Chena Hot Springs Road runs east from the Steese Highway near Fairbanks for 56.5 miles to Chena Hot Springs Resort. The road parallels the Chena River through interior Alaska boreal forest and includes pullouts at Birch Hill (in the early miles) and at multiple river overlooks along the way.
The area is renowned for aurora viewing. The corridor lies well outside Fairbanks city lights and within the auroral oval that produces the highest-frequency aurora displays in North America. The aurora is visible from late August through late March, with peak activity in winter when nights are longest. Clear cold nights offer the best viewing.
Chena Hot Springs Resort, at the road's terminus, was developed around naturally occurring hot springs and is renowned for its outdoor rock hot lake, year-round ice museum, geothermal renewable-energy demonstration, and accessible aurora-viewing infrastructure. The resort offers aurora-viewing packages and a shuttle service from Fairbanks.
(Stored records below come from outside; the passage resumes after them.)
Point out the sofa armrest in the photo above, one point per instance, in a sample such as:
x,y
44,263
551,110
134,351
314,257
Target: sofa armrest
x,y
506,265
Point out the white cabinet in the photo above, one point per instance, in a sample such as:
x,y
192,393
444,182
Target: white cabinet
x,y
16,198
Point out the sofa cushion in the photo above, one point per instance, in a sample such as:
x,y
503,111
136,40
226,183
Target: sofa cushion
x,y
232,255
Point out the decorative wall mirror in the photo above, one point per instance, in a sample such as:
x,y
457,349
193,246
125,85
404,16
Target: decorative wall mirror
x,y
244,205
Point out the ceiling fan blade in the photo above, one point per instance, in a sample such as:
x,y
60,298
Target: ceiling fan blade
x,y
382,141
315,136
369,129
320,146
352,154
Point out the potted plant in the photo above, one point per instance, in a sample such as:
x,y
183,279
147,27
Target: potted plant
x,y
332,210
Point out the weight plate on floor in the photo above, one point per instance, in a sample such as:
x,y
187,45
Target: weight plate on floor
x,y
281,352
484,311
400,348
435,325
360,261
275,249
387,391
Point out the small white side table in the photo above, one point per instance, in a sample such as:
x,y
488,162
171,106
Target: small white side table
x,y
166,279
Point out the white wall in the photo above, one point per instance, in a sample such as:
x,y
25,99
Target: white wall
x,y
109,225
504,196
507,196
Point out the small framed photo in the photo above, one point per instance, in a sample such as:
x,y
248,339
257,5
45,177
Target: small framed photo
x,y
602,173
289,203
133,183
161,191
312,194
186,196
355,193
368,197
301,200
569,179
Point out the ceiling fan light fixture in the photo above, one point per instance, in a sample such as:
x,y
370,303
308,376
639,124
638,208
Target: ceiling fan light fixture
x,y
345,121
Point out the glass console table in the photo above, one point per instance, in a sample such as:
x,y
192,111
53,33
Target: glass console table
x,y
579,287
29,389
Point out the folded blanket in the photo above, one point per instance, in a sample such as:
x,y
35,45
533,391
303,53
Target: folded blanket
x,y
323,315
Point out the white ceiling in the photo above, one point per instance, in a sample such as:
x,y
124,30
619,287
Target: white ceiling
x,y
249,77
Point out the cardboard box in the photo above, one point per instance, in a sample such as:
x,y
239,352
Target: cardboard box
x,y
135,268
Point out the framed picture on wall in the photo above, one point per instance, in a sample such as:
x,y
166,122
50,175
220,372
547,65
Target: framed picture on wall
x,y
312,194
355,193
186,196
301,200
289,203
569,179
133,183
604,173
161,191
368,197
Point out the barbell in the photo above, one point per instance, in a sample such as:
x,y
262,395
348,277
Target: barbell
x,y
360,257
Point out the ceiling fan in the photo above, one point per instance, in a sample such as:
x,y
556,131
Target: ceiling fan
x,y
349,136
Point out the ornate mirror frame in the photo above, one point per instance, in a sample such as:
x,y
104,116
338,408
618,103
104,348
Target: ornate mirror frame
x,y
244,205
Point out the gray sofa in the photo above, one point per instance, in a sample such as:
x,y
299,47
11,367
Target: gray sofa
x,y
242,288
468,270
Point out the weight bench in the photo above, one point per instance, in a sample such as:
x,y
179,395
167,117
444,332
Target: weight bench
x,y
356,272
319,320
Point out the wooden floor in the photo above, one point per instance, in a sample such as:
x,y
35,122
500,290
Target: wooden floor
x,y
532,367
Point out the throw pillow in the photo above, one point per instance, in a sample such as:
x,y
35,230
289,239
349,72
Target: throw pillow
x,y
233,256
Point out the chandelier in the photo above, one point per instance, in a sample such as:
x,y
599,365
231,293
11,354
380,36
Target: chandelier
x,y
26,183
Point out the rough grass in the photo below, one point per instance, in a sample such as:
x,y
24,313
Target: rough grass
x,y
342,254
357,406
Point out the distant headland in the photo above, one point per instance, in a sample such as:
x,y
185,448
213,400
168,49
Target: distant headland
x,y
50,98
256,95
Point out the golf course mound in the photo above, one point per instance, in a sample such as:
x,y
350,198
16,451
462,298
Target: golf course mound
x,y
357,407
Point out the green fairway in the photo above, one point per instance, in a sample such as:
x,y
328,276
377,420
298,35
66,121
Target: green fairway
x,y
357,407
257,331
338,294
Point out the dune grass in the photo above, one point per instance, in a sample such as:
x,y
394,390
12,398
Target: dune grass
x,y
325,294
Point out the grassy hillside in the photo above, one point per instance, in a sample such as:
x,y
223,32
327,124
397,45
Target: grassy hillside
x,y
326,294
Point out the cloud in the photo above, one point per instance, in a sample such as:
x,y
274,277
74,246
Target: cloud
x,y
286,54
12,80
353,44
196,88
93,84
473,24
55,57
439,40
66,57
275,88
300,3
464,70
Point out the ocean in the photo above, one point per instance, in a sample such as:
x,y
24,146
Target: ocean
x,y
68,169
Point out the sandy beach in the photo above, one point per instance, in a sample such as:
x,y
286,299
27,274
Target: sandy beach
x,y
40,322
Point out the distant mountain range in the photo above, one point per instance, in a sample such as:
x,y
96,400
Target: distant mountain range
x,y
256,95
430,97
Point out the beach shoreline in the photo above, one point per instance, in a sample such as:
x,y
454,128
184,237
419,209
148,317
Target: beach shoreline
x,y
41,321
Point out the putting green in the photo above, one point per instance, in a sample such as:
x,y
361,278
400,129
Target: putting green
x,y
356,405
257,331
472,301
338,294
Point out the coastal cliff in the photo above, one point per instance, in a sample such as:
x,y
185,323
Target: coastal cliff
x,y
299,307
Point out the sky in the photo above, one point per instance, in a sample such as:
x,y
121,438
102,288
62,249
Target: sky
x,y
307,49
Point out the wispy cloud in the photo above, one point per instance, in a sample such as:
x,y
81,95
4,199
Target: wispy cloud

Local tradition describes 'glowing balls in the sky' visible at Birch Hill on winter evenings at 7 PM or later. This description is consistent with auroral displays, which can present as discrete light forms before evolving into the more familiar curtains and ribbons.
Sources
- https://www.bellsalaska.com/highway/chena-hotsprings-road/
- https://www.explorefairbanks.com/explore-the-area/interior/chena-hot-springs/
- https://www.travelalaska.com/destinations/cities-towns/chena-hot-springs
- https://chenahotsprings.com/
Unexplained lights (consistent with aurora borealis)
Local Fairbanks-area tradition describes 'glowing balls in the sky' visible at Birch Hill at the start of Chena Hot Springs Road, accompanied by bright streaks of light cast across the area. Witnesses report the lights only during winter months at 7 PM or later.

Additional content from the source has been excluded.